Okay, Gandhi Thought Different. But Did He Wear Khakis?
By James Poniewozik

(FORTUNE Magazine) – There are no second acts in American lives, only second lives in American ads: Ever more often the dead walk among us, Wearing Khakis, Just Doing It, generally Thinking Different. In the spirit of Apple's and Gap's serial grave robbing, Mercedes has further muddied the waters of the Styx with a spot contending its S-class auto is "a car" the way Ernest Hemingway was "a writer," Jackie Robinson "a ballplayer," and Laurence Olivier "an actor." In another, deceased artists work a Mercedes assembly line: Picasso tightens bolts, Warhol supervises, Dali is a welder. (In charge of, what, melting odometers?)

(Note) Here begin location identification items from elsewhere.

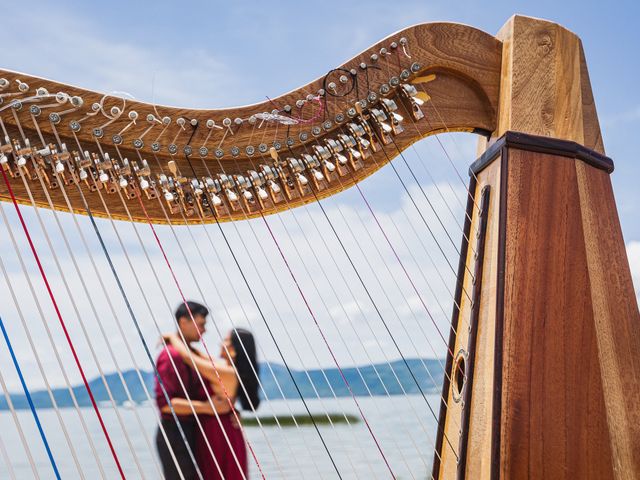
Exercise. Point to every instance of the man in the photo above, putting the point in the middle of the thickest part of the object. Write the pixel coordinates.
(180, 382)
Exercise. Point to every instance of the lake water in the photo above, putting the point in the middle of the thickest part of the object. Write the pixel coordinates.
(404, 427)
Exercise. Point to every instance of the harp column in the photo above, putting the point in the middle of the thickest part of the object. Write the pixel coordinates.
(553, 391)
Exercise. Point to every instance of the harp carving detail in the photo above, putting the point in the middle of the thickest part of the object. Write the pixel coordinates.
(541, 376)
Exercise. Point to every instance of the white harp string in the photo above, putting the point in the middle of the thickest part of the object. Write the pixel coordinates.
(21, 434)
(36, 356)
(201, 380)
(52, 343)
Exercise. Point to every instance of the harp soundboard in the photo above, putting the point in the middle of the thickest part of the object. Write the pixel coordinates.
(542, 354)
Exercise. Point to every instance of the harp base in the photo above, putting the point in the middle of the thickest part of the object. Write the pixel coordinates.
(557, 354)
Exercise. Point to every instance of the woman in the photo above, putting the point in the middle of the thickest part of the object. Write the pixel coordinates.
(230, 379)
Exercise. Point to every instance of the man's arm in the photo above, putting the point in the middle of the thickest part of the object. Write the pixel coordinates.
(182, 406)
(203, 365)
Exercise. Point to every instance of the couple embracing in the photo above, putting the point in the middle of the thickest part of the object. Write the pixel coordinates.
(193, 383)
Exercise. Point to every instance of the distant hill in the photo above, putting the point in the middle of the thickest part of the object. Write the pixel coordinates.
(395, 376)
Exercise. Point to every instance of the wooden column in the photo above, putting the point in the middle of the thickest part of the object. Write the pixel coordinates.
(557, 361)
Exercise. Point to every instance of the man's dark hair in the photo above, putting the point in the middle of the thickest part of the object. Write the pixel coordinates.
(195, 307)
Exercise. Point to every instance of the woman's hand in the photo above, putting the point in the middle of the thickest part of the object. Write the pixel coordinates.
(170, 338)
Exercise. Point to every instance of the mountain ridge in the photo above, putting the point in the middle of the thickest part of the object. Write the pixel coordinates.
(423, 375)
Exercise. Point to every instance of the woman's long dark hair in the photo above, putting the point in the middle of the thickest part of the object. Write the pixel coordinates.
(245, 347)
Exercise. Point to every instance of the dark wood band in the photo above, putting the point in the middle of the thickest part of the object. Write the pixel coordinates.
(534, 143)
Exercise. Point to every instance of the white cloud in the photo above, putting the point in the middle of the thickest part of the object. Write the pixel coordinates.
(633, 252)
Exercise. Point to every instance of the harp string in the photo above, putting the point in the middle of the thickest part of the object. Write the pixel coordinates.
(276, 310)
(21, 434)
(262, 316)
(194, 278)
(229, 316)
(151, 314)
(472, 173)
(34, 413)
(63, 326)
(357, 303)
(226, 394)
(397, 257)
(300, 256)
(246, 316)
(393, 307)
(337, 329)
(36, 355)
(324, 338)
(7, 460)
(52, 343)
(209, 447)
(140, 335)
(80, 276)
(79, 316)
(426, 197)
(298, 321)
(292, 342)
(376, 307)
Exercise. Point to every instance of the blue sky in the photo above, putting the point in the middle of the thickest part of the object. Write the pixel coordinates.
(208, 55)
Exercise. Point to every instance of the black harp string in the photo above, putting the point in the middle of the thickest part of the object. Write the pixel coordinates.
(283, 290)
(293, 311)
(125, 297)
(285, 329)
(76, 309)
(91, 303)
(139, 332)
(53, 345)
(261, 313)
(200, 291)
(376, 307)
(277, 279)
(36, 355)
(330, 316)
(246, 316)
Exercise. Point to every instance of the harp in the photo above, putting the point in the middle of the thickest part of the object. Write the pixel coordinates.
(541, 375)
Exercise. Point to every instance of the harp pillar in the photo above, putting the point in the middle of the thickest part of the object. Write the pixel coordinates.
(553, 330)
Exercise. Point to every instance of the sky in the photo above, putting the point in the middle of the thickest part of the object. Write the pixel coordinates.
(211, 55)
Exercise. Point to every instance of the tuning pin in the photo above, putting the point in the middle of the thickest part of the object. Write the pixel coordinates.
(262, 193)
(342, 159)
(355, 153)
(317, 174)
(329, 166)
(233, 196)
(386, 127)
(275, 188)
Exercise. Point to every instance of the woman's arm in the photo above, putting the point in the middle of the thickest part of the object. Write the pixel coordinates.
(182, 406)
(202, 364)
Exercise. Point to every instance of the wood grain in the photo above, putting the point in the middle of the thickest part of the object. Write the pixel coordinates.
(545, 88)
(464, 96)
(553, 422)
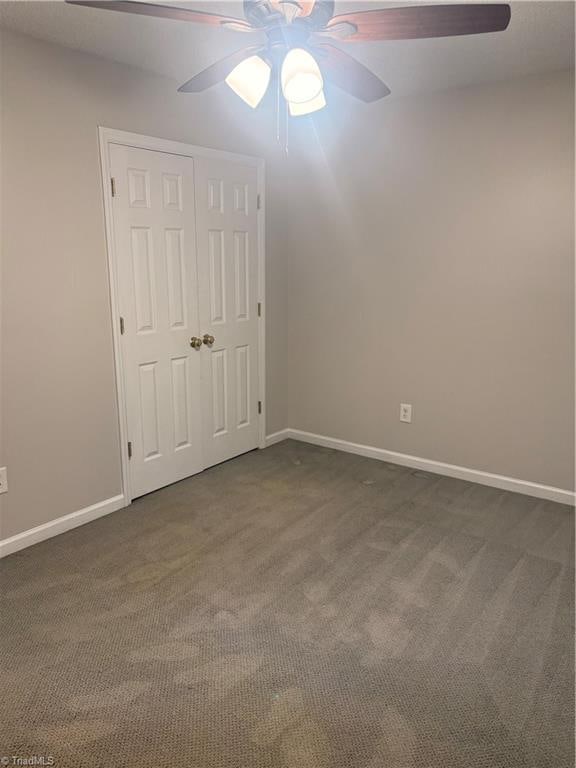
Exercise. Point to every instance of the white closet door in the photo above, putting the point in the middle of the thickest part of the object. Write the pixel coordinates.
(227, 236)
(155, 246)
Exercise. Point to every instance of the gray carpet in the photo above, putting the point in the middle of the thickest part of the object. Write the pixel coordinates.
(297, 608)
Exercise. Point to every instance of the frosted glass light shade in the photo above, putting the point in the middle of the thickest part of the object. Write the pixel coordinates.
(250, 79)
(301, 77)
(319, 102)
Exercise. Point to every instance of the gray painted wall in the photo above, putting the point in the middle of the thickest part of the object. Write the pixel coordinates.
(432, 263)
(417, 251)
(58, 393)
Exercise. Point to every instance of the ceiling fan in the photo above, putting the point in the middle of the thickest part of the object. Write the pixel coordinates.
(298, 50)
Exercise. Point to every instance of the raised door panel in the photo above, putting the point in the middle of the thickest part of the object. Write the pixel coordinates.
(228, 279)
(155, 242)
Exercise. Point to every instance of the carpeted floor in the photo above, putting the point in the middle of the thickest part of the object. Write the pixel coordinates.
(297, 608)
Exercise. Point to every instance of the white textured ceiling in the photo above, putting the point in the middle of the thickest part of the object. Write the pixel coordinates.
(540, 38)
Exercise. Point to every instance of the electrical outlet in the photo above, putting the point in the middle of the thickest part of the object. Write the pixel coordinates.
(406, 412)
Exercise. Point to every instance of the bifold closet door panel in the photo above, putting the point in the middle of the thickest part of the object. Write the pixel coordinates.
(227, 236)
(155, 250)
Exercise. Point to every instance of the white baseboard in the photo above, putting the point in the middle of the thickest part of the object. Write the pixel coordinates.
(61, 524)
(277, 437)
(428, 465)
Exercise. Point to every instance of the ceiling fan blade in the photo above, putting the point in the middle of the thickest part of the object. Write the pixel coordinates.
(165, 12)
(412, 22)
(350, 75)
(218, 71)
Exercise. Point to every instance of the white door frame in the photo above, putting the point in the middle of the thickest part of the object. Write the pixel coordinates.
(108, 136)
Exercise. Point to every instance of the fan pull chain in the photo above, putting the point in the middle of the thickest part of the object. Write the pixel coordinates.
(281, 119)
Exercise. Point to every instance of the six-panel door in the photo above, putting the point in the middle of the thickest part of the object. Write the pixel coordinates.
(185, 234)
(154, 229)
(227, 235)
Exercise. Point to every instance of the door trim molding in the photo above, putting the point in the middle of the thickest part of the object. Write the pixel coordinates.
(106, 137)
(502, 482)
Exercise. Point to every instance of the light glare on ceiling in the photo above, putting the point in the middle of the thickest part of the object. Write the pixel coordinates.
(301, 77)
(250, 79)
(296, 110)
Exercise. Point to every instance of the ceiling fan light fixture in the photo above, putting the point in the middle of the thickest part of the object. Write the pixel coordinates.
(301, 77)
(307, 107)
(250, 80)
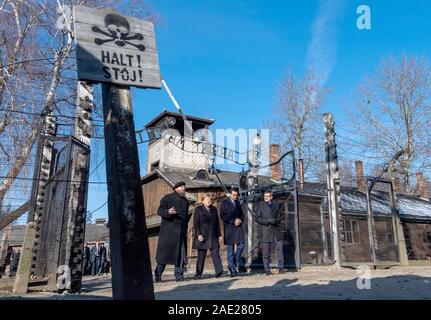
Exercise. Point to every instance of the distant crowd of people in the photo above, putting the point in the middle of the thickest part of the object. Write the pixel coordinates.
(96, 259)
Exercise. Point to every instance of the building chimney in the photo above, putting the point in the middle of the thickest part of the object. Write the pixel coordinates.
(301, 173)
(274, 155)
(422, 185)
(360, 179)
(397, 184)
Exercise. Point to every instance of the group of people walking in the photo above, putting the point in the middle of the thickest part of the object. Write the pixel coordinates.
(96, 259)
(172, 244)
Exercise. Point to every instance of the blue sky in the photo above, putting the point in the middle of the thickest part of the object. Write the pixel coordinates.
(223, 59)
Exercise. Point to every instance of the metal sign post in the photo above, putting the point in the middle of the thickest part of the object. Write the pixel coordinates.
(120, 51)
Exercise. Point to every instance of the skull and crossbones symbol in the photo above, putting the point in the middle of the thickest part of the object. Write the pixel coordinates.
(118, 31)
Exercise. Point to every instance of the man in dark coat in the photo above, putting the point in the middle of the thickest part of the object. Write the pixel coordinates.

Such ads appeal by describing "something that's really unique or one of a kind by comparing it to one-of-a-kind objects or people," says Lee Garfinkel, chairman and chief creative officer of Mercedes' ad agency, Lowe & Partners/SM. These nonendorsement endorsements also let sellers take the high road by saluting our beloved dead while displaying their images just as actual endorsements do. And our beloved dead, bless 'em, stay beloved and dead--they don't land in detox or L.A. County Court. Hence, we've seen a kind of spokescorpse Dream Team emerge: For instance, Marilyn Monroe (whose luscious mole was recently redrawn as a Mercedes logo) has been linked with brands like so many Kennedy brothers. Not only does Picasso plug both Gap (as did Dali and Warhol) and Apple, but his cubist product placement "Bottle of Pernod and Glass" was used in a promotion for the aperitif more than 80 years later. And long after breaking baseball's color line, Robinson has crossed another barrier--the Great Divide--for Wheaties, Apple, Nike, McDonald's, and Coca-Cola.

So how can the aspiring pitch-zombie plan for a successful afterlife? Avoid posthumous controversy. as Garfinkel says, it creates "interference" in the message (think Jackie Robinson, not Ty Cobb). Judging from recent higher-profile campaigns, it helps to play jazz (Miles Davis, Louis Armstrong) or dance (Gene Kelly, Fred Astaire); artists should cultivate cuddliness and go light on the abstraction (don't expect to see Mark Rothko flacking Coke). Oh, and it doesn't hurt to die young: See Monroe, James Dean (Levi's, Gap), and Amelia Earhart (Gap and--what were they thinking?--TWA). Anyone can become immortal through their work. It takes real talent to become immortal through your pants.